Darius lay awake after Adrian’s breathing slowed and steadied. He tried to ignore what he was feeling because he suspected that facing it would produce a result he wasn’t prepared to act on. What he knew, lying in the dark with Adrian’s weight against his side, was that the evening had delivered something beyond what he’d planned for, and that the warmth of it, not only the sex, but the authenticity of Adrian’s “thank you for all of it”, had settled into him someplace he didn’t know where to put.
He had decided, years ago, about the shape of his life. He had made it clearly and without self-pity or regret. A black man in American corporate leadership carried enough variables already. He did not intend to add another. He had watched what happened to men who made different choices and decided he would not be among them.

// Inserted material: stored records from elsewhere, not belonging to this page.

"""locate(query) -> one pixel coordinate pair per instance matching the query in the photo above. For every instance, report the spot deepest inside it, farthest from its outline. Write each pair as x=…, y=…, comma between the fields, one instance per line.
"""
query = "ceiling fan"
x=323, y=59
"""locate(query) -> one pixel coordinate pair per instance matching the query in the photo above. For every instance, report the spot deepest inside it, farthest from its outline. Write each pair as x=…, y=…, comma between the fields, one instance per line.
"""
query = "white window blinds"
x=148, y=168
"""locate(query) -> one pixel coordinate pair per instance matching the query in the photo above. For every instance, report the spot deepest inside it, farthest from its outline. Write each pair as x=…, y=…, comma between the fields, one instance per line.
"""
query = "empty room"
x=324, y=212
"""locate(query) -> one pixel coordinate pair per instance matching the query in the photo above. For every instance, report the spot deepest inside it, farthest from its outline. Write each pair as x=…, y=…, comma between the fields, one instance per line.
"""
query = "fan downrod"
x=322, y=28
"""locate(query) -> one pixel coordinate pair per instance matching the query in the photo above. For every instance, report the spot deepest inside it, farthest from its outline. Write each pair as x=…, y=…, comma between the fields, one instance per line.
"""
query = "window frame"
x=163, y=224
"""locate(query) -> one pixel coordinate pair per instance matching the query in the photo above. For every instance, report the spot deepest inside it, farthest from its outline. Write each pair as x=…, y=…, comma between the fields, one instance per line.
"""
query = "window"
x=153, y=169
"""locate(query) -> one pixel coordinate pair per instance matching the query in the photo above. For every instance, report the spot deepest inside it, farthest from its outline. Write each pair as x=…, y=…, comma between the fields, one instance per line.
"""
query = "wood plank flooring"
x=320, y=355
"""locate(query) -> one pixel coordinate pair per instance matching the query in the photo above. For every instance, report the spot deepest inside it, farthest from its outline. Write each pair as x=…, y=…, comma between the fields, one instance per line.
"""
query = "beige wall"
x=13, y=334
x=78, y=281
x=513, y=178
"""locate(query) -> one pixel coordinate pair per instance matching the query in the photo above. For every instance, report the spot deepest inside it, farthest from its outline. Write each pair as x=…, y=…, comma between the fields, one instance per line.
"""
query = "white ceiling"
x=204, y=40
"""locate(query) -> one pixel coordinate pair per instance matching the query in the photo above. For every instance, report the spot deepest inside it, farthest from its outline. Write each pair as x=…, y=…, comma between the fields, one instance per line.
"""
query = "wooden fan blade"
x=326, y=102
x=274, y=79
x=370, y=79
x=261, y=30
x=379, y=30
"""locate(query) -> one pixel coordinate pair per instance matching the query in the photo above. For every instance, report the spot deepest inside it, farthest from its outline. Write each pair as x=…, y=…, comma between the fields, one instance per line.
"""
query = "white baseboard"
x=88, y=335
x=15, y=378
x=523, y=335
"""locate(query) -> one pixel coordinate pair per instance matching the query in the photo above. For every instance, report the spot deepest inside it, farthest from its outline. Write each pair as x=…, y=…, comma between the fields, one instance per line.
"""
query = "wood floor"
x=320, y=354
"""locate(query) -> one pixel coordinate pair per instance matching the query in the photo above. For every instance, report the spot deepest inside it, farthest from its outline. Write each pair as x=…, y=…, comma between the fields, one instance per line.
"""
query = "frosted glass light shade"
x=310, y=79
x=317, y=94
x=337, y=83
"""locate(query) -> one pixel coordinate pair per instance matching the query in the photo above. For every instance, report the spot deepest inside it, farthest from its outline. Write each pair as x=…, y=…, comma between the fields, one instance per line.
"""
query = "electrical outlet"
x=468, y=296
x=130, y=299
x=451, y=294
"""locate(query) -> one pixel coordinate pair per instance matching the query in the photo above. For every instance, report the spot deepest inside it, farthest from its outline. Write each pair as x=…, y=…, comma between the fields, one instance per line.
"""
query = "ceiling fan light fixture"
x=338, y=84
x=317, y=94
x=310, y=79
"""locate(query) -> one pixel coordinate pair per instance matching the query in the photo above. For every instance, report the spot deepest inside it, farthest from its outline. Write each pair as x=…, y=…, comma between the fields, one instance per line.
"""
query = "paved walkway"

He looked at the ceiling. He listened to Adrian breathe.
He told himself the warmth he was feeling was mentorship. He told himself it was the satisfaction of a completed thing. He told himself it was Blanton’s and December.
He was, in twenty-two years of knowing his own mind, an exceptionally good liar to himself.
***
Adrian slept soundly. He flew home to Indiana the following afternoon and spent Christmas in Millhaven with his family, working the farm in the mornings and sitting with his parents in the evenings, and found that the distance he had anticipated, between the person he’d been when he left and the person he’d become in four months, was larger but more manageable than he’d expected. He didn’t have a name for what he was yet. He had time.